In renewing our minds from Romans 12:2, as I described earlier, there is the past, the present and the future. At present, there are others besides myself that agree that holiness is wholeness or that it describles all His attributes as a whole. One of these is Dr. Randy Jaeggli. You can find out about him on the internet, if you like. I want to include his comments because the method he uses to conclude that holiness is wholeness is like the method that both C. H. Spurgeon and Johann Bengel apparently both used. The argument is primarily from parallel passages in Scripture.

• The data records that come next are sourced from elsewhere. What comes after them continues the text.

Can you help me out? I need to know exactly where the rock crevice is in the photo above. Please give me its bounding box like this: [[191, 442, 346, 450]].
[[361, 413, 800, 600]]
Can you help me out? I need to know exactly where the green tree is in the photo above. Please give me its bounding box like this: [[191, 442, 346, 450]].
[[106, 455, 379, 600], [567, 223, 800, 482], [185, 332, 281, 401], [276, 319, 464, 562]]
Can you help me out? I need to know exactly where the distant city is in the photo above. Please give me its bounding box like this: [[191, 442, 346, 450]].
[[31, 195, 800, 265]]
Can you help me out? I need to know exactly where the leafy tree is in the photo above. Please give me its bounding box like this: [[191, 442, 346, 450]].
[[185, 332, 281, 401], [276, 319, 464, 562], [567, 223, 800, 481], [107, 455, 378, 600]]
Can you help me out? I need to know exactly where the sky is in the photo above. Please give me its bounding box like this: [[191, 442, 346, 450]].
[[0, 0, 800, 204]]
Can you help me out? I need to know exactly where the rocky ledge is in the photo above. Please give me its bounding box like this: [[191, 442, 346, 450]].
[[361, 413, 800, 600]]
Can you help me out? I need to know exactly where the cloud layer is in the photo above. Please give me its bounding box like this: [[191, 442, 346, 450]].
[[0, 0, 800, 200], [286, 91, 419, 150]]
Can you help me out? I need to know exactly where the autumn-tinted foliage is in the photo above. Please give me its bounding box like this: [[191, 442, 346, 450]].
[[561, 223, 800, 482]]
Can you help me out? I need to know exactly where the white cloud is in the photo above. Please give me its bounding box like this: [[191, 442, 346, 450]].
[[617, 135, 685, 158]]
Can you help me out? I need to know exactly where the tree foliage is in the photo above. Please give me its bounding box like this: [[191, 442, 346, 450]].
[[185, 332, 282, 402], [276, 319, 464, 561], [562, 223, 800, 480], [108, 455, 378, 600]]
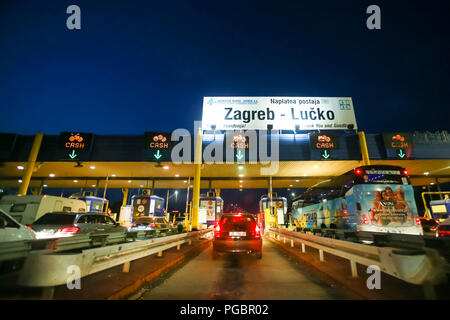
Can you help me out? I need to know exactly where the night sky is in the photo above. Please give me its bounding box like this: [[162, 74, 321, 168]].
[[0, 0, 450, 134], [0, 0, 450, 212]]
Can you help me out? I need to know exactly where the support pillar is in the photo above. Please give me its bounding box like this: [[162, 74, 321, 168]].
[[192, 128, 202, 230], [358, 131, 370, 166], [18, 132, 44, 196]]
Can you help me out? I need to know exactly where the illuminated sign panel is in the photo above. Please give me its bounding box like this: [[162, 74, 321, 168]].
[[59, 132, 92, 151], [202, 97, 357, 130], [59, 131, 93, 160], [309, 132, 339, 160], [309, 132, 339, 150], [144, 132, 173, 162], [383, 132, 413, 160]]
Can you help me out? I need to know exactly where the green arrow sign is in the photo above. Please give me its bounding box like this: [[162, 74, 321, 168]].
[[69, 150, 77, 159], [322, 150, 331, 159], [153, 150, 162, 159]]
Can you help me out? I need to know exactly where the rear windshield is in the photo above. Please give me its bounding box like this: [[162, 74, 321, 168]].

Let me quote Jaeggli at length:

Many of the words the Bible uses to describe God's attributes sound quite religious. Yet many Christians have only a vague idea of the what these important words actually mean. Perhaps no other term is more misunderstood than holiness. To most people, God's holiness is a vague concept of His moral superiority to man. Holiness is the awe a person senses when he stands in St. Paul's cathedral in London and looks up at the dome towering high above him. The experience makes him seem small and insignificant. He concludes that God must be very far above him, and he is correct in this feeling. There certainly is an aspect of God awesomeness in holiness. God truly is far geater than man in the incomparable perfection of His infinite character. In his own ability man definitely cannot reach Him. As we will discover, however, God's holiness includes much more than the great distance that separates Him from mankind. We need to be careful not to fall into the trap of emphasizing God's exalation above man to the exlusion of His closeness to man. The theologian must always maintain his balance, something like a tightrope walker in a circus. If the performer leans a little to the right or the left, he is going to fall off the wire. The one who studes the biblical relevation of God's character must likewise hold all the truths he learns in proper balance, lest he lean too far in any direction and fall into error.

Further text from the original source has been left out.